Miners have resisted, clashing with police while intermittently blocking traffic on the Interoceanic Highway in recent weeks. One miner was killed and more than 50 people hurt by shotgun and gunfire during those confrontations.

Illegal mining accounts for about 20 percent of Peru's gold exports, and most miners are poor migrants from the Andean highlands. By cracking down the government is toying with a powder keg, some Peruvians fear.

"People are going to go hungry," said Luis Otzuka, president of Fedemin, which represents the informal miners. "This is a dictatorial, authoritarian government."

He said his group was sending a delegation to Lima, the capital, on Tuesday to appeal to officials to halt the crackdown.

"In the course of this week there will be strikes," Otzuka said. "The government is clearing out the mining corridor. The idea is to do away with mining in Madre de Dios."

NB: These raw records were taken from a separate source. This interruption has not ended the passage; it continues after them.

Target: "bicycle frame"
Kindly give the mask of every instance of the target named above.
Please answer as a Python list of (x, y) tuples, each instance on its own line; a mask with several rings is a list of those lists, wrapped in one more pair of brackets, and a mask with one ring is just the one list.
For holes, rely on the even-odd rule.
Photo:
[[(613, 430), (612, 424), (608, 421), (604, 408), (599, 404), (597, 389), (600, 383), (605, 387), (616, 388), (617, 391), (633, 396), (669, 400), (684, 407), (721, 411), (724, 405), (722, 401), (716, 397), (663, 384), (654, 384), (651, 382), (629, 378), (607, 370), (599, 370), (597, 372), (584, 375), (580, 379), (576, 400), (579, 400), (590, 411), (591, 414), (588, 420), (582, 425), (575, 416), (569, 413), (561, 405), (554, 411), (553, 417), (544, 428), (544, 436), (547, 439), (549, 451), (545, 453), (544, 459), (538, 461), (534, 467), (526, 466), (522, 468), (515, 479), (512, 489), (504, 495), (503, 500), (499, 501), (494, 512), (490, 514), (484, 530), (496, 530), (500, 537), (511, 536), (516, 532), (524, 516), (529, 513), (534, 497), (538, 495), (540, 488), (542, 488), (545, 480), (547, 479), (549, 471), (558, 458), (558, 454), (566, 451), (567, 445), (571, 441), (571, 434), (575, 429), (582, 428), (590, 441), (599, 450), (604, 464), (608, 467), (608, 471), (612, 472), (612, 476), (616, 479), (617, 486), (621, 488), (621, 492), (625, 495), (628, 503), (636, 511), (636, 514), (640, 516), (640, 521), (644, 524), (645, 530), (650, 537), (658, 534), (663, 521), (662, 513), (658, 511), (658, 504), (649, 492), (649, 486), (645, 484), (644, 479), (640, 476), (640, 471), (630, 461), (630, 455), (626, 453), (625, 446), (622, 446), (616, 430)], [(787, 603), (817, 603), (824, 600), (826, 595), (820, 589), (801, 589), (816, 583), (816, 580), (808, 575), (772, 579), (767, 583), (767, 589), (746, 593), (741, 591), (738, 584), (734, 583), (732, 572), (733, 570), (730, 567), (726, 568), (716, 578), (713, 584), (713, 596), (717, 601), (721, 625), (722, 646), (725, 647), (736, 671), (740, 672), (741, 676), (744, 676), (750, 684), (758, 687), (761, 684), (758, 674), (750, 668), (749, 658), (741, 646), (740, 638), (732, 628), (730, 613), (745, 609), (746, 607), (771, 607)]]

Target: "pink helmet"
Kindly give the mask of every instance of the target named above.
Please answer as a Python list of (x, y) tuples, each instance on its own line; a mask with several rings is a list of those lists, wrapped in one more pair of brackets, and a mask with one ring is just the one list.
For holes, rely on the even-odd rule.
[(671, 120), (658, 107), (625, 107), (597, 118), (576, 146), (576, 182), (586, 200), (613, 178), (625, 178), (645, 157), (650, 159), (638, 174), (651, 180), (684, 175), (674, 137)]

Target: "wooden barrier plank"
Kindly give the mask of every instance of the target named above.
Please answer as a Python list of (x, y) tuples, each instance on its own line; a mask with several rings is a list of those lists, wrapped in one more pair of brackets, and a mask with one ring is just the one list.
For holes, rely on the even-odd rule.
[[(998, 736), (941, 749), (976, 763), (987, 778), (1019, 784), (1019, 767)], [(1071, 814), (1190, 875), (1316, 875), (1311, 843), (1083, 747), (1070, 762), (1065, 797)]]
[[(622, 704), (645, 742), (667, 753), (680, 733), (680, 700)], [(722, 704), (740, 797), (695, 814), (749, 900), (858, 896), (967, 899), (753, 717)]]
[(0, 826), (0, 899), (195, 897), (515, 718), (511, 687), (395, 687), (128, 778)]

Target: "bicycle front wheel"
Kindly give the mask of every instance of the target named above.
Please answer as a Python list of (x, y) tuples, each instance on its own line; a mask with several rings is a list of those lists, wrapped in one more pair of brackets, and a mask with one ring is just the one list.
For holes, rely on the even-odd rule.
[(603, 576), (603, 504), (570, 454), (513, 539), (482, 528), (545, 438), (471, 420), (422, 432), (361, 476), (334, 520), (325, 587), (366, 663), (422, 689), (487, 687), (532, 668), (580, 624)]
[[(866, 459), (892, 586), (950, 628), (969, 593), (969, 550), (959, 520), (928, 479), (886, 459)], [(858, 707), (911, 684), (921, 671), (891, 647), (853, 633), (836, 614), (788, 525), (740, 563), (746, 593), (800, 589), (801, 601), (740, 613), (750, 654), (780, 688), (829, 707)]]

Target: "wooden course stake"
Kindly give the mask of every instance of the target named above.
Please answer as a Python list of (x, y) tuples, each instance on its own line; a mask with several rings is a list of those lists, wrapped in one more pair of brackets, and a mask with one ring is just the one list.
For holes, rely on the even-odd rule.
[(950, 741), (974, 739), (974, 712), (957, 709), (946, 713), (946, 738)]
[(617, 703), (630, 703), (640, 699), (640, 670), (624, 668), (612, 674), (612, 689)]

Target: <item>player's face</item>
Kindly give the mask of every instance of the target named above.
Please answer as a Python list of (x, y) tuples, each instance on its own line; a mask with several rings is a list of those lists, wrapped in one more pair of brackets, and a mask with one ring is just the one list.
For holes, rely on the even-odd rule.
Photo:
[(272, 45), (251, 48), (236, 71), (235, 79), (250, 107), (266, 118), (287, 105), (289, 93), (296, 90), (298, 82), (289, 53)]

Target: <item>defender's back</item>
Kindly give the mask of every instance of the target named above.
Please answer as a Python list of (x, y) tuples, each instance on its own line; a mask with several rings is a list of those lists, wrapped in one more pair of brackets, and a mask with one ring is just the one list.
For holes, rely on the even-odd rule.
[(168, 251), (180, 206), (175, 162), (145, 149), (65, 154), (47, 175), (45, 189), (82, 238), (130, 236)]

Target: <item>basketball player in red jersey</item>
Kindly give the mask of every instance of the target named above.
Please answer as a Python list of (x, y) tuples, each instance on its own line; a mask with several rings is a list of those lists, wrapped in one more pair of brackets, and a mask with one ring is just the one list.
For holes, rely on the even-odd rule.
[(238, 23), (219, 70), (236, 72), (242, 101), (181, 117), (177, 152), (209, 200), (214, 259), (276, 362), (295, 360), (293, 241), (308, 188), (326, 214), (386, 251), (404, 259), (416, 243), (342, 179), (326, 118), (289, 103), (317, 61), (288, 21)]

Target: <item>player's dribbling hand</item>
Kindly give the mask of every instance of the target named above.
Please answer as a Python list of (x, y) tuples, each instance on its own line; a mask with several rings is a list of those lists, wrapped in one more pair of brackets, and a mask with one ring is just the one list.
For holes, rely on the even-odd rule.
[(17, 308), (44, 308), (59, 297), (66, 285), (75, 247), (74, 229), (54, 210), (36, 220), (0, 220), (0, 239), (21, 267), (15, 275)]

Miner Joel Macedo looked on disconsolately as machinery burned in the mining camp where he worked.

"Where am I going to work now? Do they want me to become a criminal?" he said.

Urresti said the government will soon decree the investment of $35 million in public works projects in the region to offer the miners employment in agriculture, ecotourism and other areas.

"We know we're not going to do away with illegal mining unless we solve the social problem," he said.

Urresti said the government has no plans to forcibly remove miners from the shantytowns where they live.

He said the government sympathizes with the miners, and is more interested in the businesspeople behind the illegal mining. The government has vowed to identify and prosecute them.

"The people who are illegal are the 50 people who are financing all this, not the day laborers who do all the hard work under dangerous conditions and are poisoned with mercury," he said.